Un comando tradizionale, interamente meccanico, gestisce l’acqua calda e fredda di rete, mantenendo il funzionamento diretto e intuitivo di un comune miscelatore da cucina. Accanto a questo, un secondo comando elettronico è dedicato esclusivamente all’acqua filtrata e consente di selezionare sei diverse opzioni: acqua bollente a 110°C, fredda, refrigerata, a temperatura ambiente, leggermente frizzante e molto frizzante.
A ogni funzione è associato un colore specifico. Il rosso identifica l’acqua bollente, il blu quella fredda, l’azzurro quella refrigerata, il verde l’acqua a temperatura ambiente, il viola chiaro quella leggermente frizzante e il viola quella molto frizzante. Il LED diventa così parte integrante dell’interfaccia, anziché un semplice elemento decorativo: un codice visivo essenziale che permette di riconoscere immediatamente ogni selezione prima dell’erogazione.
Dietro questa interazione apparentemente semplice si trova la parte più complessa del sistema. Installato sotto il lavello, un box tecnico dedicato integra i controlli elettronici e le elettrovalvole e si collega al boiler, al refrigeratore e al sistema di trattamento dell’acqua necessari per gestire le diverse temperature e i differenti livelli di gasatura.

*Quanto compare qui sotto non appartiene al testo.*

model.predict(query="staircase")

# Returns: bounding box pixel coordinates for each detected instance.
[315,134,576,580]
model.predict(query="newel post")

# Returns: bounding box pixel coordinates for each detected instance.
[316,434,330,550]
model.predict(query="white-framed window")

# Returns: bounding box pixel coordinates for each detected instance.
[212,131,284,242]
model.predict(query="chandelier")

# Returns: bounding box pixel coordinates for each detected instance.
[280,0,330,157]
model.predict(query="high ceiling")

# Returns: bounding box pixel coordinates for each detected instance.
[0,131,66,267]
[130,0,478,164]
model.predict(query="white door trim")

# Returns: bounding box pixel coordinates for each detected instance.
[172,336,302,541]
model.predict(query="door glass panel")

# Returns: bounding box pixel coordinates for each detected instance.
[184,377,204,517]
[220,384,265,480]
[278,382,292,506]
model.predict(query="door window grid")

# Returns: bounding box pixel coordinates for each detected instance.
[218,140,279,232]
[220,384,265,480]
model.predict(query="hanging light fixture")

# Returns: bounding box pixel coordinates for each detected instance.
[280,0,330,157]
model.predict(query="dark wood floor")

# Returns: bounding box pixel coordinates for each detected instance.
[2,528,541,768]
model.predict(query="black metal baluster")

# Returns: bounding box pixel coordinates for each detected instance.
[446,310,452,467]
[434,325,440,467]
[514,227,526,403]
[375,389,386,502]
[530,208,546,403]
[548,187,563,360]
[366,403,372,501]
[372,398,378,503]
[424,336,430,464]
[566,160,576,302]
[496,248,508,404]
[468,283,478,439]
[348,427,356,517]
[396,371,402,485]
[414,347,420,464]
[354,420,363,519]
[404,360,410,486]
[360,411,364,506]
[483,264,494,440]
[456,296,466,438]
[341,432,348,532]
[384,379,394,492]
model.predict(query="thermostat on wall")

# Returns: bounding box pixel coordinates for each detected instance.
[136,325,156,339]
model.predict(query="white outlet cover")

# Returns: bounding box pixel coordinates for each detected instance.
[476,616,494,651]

Il sistema elettronico consente inoltre di controllare e monitorare l’utilizzo dell’acqua oltre alla semplice erogazione. È possibile preimpostare singole porzioni per erogare una quantità definita di acqua, mentre una funzione di risparmio energetico ottimizza i consumi in base all’effettivo utilizzo. Il riscaldamento dell’acqua può essere programmato per giorno e fascia oraria, consentendo al boiler di funzionare solo quando necessario, mentre il sistema registra il volume complessivo di acqua erogata.
La filtrazione viene monitorata automaticamente e un allarme segnala quando è necessario sostituire il filtro, mentre una funzione antiallagamento offre un ulteriore livello di protezione in caso di flusso anomalo dell’acqua. Queste funzioni rendono il box tecnico la parte meno visibile ma essenziale del progetto: un sistema che gestisce acqua, energia e sicurezza mantenendo volutamente semplice l’interazione sopra il piano di lavoro. Tecnologia e componenti tecnici vengono così rimossi dalla superficie della cucina e concentrati nello spazio sottostante, lasciando il rubinetto come unica interfaccia visibile.
È però nella doccetta estraibile che le due anime del progetto si incontrano. Invece di utilizzare uscite separate o un rubinetto aggiuntivo per l’acqua filtrata, QuadroDesign ha sviluppato un unico terminale estraibile che integra due percorsi dell’acqua fisicamente separati. L’acqua di rete, gestita meccanicamente, viene erogata attraverso l’anello esterno, mentre l’acqua filtrata, in una qualsiasi delle varianti selezionate, fuoriesce dall’uscita centrale. Le due tipologie di acqua rimangono quindi separate lungo tutto il sistema, fino al punto di erogazione, pur condividendo la stessa doccetta estraibile. In questo modo è possibile mantenere la libertà di movimento e la praticità di una doccetta da cucina estraibile, integrando allo stesso tempo tutte le funzioni aggiuntive in un unico elemento.
Il progetto sarà disponibile in due configurazioni. La versione monoforo art. 386 concentra l’intero sistema in un’installazione compatta, mentre la versione tre fori art. 343.12.1000 separa miscelatore, comando elettronico e uscita dell’acqua, offrendo ad architetti e progettisti maggiore libertà nel posizionamento dei singoli elementi sul piano di lavoro, in funzione della configurazione del lavello e dello spazio circostante. Il risultato si colloca a metà strada tra un rubinetto e un elettrodomestico. La crescente complessità tecnologica rimane in gran parte nascosta sotto il piano di lavoro e all’interno del prodotto stesso, mentre ciò che resta visibile — e con cui l’utente continua a interagire — è un oggetto quotidiano e immediatamente riconoscibile.